Muchas veces Anita piensa que el Océano
Pacífico es su lugar de origen, porque ahí frente
a ese inmenso horizonte azul, gris o marrón, las
olas le calman sus temores y se llevan sus
pesadillas. El mar la contempla, la escucha y no
le hace preguntas que ella no puede responder.
Anita corre hacia la playa dejando que la espuma
le bese las plantas de los pies cuando el caudal
abandona su resaca en la orilla del mar. No le
importa que el tiempo de junio sea frío.
Anita quiere olvidar a la Hermana
Julia y el jalón que le dio para ir a la capilla
a rezar. Con el pie derecho hizo un pocito.

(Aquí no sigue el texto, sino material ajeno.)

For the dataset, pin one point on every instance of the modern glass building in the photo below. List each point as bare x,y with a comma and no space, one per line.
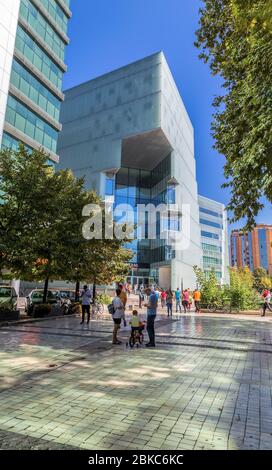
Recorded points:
214,238
33,37
252,249
129,135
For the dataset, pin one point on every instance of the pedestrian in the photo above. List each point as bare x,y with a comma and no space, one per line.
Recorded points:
163,298
267,299
169,302
185,300
178,300
190,302
197,297
117,315
123,298
151,315
86,296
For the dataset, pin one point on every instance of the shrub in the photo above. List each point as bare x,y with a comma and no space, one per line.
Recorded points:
104,299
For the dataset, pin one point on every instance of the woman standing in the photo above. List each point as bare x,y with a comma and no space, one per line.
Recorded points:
169,302
118,314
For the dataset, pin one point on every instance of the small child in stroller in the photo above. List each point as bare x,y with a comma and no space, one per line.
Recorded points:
137,328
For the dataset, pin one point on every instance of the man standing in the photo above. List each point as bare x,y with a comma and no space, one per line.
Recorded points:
151,315
86,301
267,299
178,298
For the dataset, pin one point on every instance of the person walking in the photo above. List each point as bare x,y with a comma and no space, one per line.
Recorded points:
185,299
190,302
141,296
151,316
117,315
86,296
197,298
163,298
123,297
267,299
169,302
178,300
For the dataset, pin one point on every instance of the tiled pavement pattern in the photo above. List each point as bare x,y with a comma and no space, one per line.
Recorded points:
207,385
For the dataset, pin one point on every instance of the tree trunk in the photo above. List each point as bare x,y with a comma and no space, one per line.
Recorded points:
45,290
77,291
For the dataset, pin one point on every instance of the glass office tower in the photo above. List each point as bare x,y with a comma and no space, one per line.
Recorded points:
128,133
214,238
32,46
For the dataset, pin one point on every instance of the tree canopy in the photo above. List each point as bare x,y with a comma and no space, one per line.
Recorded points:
235,39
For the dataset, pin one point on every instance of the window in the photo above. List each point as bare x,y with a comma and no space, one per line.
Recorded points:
38,58
42,27
30,124
56,13
209,235
208,211
110,186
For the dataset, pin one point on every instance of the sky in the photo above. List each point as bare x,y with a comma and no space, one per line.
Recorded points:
108,34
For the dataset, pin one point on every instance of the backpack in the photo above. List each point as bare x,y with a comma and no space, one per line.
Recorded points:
111,309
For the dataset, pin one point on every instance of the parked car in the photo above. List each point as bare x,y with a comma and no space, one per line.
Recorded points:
35,297
67,294
8,298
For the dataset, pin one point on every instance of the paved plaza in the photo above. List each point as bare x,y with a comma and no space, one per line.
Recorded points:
207,385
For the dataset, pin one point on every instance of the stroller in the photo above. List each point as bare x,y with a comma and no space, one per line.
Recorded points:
137,336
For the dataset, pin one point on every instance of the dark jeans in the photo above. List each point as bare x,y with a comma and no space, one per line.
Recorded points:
169,309
86,308
150,328
265,306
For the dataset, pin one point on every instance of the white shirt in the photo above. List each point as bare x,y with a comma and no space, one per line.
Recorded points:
86,297
118,307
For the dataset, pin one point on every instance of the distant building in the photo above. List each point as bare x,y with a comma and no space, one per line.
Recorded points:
252,249
214,238
33,38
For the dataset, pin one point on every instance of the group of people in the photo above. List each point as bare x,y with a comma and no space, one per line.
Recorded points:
150,297
119,305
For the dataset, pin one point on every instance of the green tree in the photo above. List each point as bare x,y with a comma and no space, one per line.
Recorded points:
235,39
259,275
241,292
208,285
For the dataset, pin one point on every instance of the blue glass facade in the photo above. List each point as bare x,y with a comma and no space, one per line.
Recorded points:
38,79
263,248
135,186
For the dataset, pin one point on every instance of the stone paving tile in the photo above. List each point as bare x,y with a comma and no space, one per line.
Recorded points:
206,386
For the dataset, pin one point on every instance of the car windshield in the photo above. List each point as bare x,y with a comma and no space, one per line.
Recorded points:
65,293
5,292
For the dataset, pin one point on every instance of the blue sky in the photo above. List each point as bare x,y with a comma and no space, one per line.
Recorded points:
107,34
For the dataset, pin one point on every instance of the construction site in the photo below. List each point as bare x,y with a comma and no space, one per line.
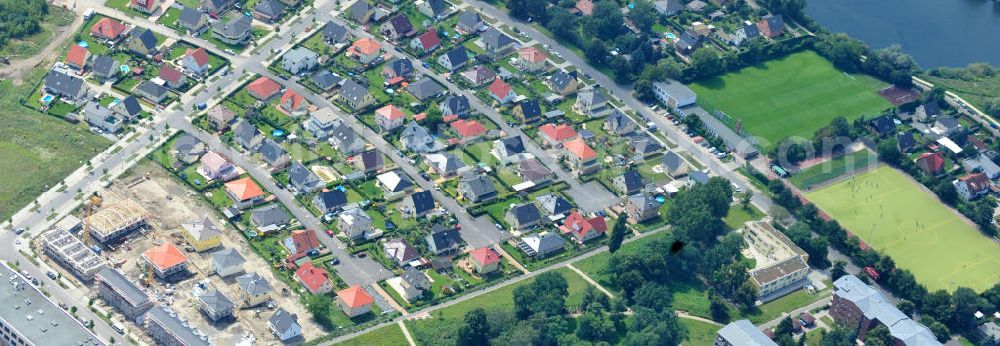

Ahí
trataba de enterrar la bulla que hizo la
ambulancia cuando fue a buscar a su papá que se
asfixiaba con el asma y la voz agresiva de la
Hermana Julia cuando en un tono autoritario le
dijo: ¿En qué piensas? Anita piensa que nadie
tiene la bravura ni la soberbia de un mar
agitado. Pero no supo qué responder a la
religiosa. Su corazón andaba triste y las
palabras no le salían de la boca. Por un momento
creyó que se había vuelto muda porque tampoco
dijo nada cuando la Hermana Julia le empuñó la
mano izquierda, se la llevó todo derecho y le
hizo arrodillarse en el reclinatorio de madera.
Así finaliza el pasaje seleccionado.